4. The Assessing Officer denied the benefit of exemption under section 54EC on the ground that the shop was a depreciable asset and the resultant gain was a short term capital gain whereas the exemption under section 54EC was available only on long term capital gain (LTCG).
5. the learned CIT(A) allowed the claim of the assessee
Contentions of Appellant:
the building having been held for a period in excess of three years, it would by definition qualify to be a long-term capital asset (LTCA) u/s.2(29A), and the capital gain arising on its transfer eligible for exemption u/s. 54EC.
Contention by Revenue:
the Assessing Officer was justified in rejecting the claim of the assessee in-as-much as the capital gain on the sale of shop, a depreciable asset, is deemed as a short-term capital gain (STCG) u/s.50, while exemption u/s. 54EC is allowed only on LTCG, i.e., which is, by definition, not STCG.
Ruling of Honorable ITAT/Court:
1. The capital asset sold by the assessee during the year is a shop, comprising of land (or rights therein) as well as building or the super-structure thereon, which are separate and distinct assets under the Act
2. by virtue of the deeming provision of section 50, cost of a long-term capital asset (LTCA), i.e., as per section 2(29A), where depreciable, forming part of a block assets on which depreciation stands claimed, the capital gain on its transfer would have to be computed in terms thereof, i.e. by treating the WDV of the relevant block of assets (or, as the case may be, the relevant asset) as its cost of acquisition.
3. The second deeming per the provision of section 50 is qua the nature of such capital gains, i.e., as capital gains arising from the transfer of a STCA. Section 54EC is available on capital gain arising on the transfer of a LTCA, i.e., which is not a STCA by definition.

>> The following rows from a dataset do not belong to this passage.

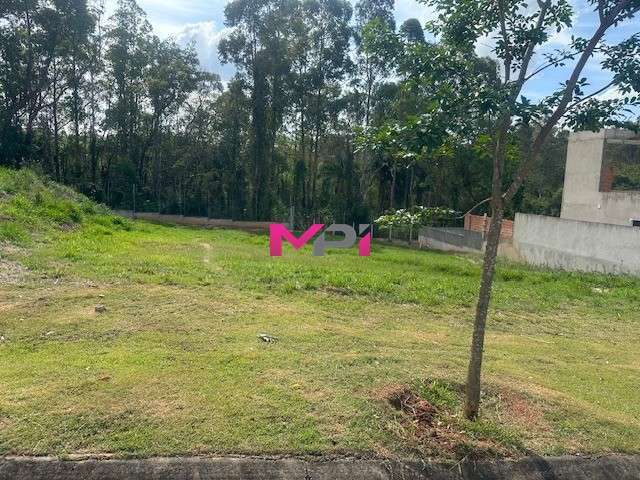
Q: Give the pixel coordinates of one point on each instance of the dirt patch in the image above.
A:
(12, 273)
(438, 432)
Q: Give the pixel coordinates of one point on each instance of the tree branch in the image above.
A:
(561, 109)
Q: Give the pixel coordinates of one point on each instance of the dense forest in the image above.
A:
(104, 105)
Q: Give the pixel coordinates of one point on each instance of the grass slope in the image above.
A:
(174, 366)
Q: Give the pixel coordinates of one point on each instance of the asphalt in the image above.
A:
(614, 467)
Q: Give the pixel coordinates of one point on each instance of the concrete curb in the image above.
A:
(616, 467)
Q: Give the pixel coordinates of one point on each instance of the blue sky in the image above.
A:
(202, 21)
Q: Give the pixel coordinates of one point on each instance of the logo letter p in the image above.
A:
(278, 231)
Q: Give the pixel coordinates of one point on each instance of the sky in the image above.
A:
(202, 21)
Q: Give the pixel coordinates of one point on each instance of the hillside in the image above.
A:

The same shall, therefore, not apply to capital gains computed u/s.50.
4. by definition a capital expenditure, depreciation, which is amortization of the cost over a definite period is allowed as expenditure where the asset is employed for the purposes of business or profession, toward recouping its’ cost, so as to make available the necessary funds with the business for the replacement of the asset at the end of its’ useful life, enabling the business to in the process, maintain the capital of the firm.
5. Income, by definition, is accretion to capital, so that only the excess, i.e., over cost, including the cost of depletion of capital, would be income, both in economic and accounting theory. The charge of depreciation, thus, has a sound basis thereto, well accepted in taxing statutes.
6. WDV of the relevant (block of) asset, representing its un-depreciated or the unutilized life/value, is taken as its cost of acquisition for the purpose of computation of capital gains in as- much as it is only this, depreciated asset, that stands transferred, fetching a value corresponding with its’ balance life.
7. This would, in our view, also explain or bring forth the prescription of a separate computation mechanism for capital gain on transfer of capital assets that are depreciable (per s. 50), and also not extending thereto the indexation benefit, to adjust for the inflation factor, per s. 48, for such assets even where held for long-term.
8. deduction u/s.54EC to be available on the capital gains computed u/s.50 of the Act.
9. Revenue’s appeal stands dismissed.
Key Take Away
Correctness of law laid down by Bombay High Court in Ace Builder 281 ITR 210 that deduction u/s 54EC is available to short-term capital gains computed u/s 50 doubted by Tribunal.